Douglas Peers, dean of arts at the University of Waterloo, said he was “gobsmacked” by the news. “I’ve just gotten used to seeing him there,” he said. “Doing eight years in that position – that’s a tremendous commitment.” In that time, Dr. Peers says the president kept SSHRC “steaming ahead” during transitional and economically unstable times. He echoed Dr. Golfman’s concern around a leadership void at SSHRC by pointing to the situation at the Natural Sciences and Engineering Research Council, which has been without a president since March 2013, when Suzanne Fortier stepped down to become principal and vice-chancellor of McGill University. (James Edwards has been the interim leader since Dr. Fortier’s resignation.)

“If NSERC is anything to go by, I’m not going to be holding my breath,” Dr. Peers said. “SSHRC has managed to provide a lot of leadership in the last little while because it has had somebody well-experienced and plugged into the community. I think if you go too long with someone as an interim without a clear mandate, especially as we start to move into the next [federal] election, things could just flounder for a while.”

Dr. Gaffield said the six-month lead-up to his departure should provide ample time for succession and that he is confident SSHRC’s staff and council members will keep the agency moving forward. “Our strategic plan takes us through 2016, so that means a new person could come in next year and have some time to listen and learn.”
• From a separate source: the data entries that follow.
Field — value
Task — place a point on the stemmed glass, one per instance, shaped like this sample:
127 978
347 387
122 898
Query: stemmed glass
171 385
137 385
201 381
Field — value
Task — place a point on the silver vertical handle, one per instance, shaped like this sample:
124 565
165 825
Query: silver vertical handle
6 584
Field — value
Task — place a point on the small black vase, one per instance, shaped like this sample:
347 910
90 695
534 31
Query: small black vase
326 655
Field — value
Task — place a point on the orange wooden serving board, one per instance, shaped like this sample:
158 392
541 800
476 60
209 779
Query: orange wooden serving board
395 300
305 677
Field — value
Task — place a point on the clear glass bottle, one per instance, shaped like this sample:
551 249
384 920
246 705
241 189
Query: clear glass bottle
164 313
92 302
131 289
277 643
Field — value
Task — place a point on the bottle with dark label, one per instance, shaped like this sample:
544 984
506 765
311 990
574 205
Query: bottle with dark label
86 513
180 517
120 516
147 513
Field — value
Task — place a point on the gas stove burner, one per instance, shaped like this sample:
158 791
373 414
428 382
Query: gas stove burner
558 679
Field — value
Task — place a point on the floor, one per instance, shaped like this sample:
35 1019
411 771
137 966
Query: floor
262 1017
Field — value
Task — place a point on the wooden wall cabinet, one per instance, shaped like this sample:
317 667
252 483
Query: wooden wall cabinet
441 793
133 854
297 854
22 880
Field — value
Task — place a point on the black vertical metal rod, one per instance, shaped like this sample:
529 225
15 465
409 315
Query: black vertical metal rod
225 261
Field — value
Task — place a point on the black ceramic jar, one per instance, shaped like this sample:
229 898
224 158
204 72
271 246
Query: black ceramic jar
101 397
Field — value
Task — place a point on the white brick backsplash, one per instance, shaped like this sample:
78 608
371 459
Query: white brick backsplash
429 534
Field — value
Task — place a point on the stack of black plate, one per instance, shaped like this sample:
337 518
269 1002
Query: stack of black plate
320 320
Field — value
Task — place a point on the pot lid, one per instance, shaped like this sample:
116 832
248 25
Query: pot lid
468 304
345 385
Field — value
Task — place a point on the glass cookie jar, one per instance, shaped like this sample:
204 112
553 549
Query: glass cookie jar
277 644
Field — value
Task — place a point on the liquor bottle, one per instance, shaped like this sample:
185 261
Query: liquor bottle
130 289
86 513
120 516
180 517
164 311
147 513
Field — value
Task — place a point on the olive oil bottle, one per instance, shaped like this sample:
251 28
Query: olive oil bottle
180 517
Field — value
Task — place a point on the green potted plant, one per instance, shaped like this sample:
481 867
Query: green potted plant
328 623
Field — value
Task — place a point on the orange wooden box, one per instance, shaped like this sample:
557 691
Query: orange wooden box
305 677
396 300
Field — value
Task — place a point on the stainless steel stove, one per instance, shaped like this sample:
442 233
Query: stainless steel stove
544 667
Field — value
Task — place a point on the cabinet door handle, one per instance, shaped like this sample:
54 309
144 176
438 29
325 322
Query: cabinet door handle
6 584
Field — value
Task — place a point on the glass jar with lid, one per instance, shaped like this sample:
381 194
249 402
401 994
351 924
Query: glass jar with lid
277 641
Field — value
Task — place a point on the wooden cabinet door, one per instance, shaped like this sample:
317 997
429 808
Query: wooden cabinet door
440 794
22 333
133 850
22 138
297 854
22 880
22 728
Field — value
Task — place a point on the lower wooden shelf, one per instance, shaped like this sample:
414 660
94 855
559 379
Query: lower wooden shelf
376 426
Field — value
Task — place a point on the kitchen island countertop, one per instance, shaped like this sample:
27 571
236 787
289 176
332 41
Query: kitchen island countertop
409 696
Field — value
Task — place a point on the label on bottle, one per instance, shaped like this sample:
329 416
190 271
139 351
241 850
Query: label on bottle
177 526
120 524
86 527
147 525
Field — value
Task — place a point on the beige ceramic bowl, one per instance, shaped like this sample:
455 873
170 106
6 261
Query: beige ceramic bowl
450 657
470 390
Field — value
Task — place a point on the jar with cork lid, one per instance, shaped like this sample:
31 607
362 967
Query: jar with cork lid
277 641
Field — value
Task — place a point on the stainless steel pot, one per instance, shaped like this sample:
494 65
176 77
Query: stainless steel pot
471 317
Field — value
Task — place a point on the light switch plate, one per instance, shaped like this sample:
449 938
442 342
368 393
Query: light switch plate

When Dr. Gaffield was first appointed president in 2006, the position had stood vacant for a year. SSHRC had just come out of an intensive, multi-year review of its processes and programming and Dr. Gaffield came in with a mandate to improve efficiency and raise the agency’s profile. “I felt at the time that we weren’t putting our best foot forward … that we were not embracing the challenge of articulating the value of what we do, why we do it. And we also weren’t really focused on how we could do it better.”

For many, Dr. Gaffield’s leadership will be associated with a time of major change at SSHRC. Most notably, the agency launched its Program Architectural Renewal in 2010, which overhauled existing grant programs in favour of new funding opportunities recognizing collaborative and interdisciplinary work. And while some critics claim these changes have eroded the agency’s independence by aligning its principles too closely with those of the government and the market, Dr. Golfman and Dr. Peers say much of this criticism is misguided. “I don’t think that SSHRC has sacrificed its basic values or undermined the integrity of its traditions or its past practices of supporting individual scholars doing traditional kinds of scholarship. But it has certainly opened itself to new forms of scholarship and new approaches to research,” said Dr. Golfman. “If they had not done that, [SSHRC] would be dead. I’m convinced of that.”

For his part, Dr. Gaffield says the reconceptualised programs avoid boxing researchers in, offering instead “creative open spaces” for scholarship. “There hasn’t been a single decision here that I’ve made that hasn’t been driven by a desire to want to enhance the contributions of the social sciences and humanities to the making of a better world. I feel good about that,” he said.

“We are embracing the fact that the times change. We are a research council made for the 21st century. … I think that’s the way it should be. I think there’s no justification for doing something now just because we did it like that back in the day.”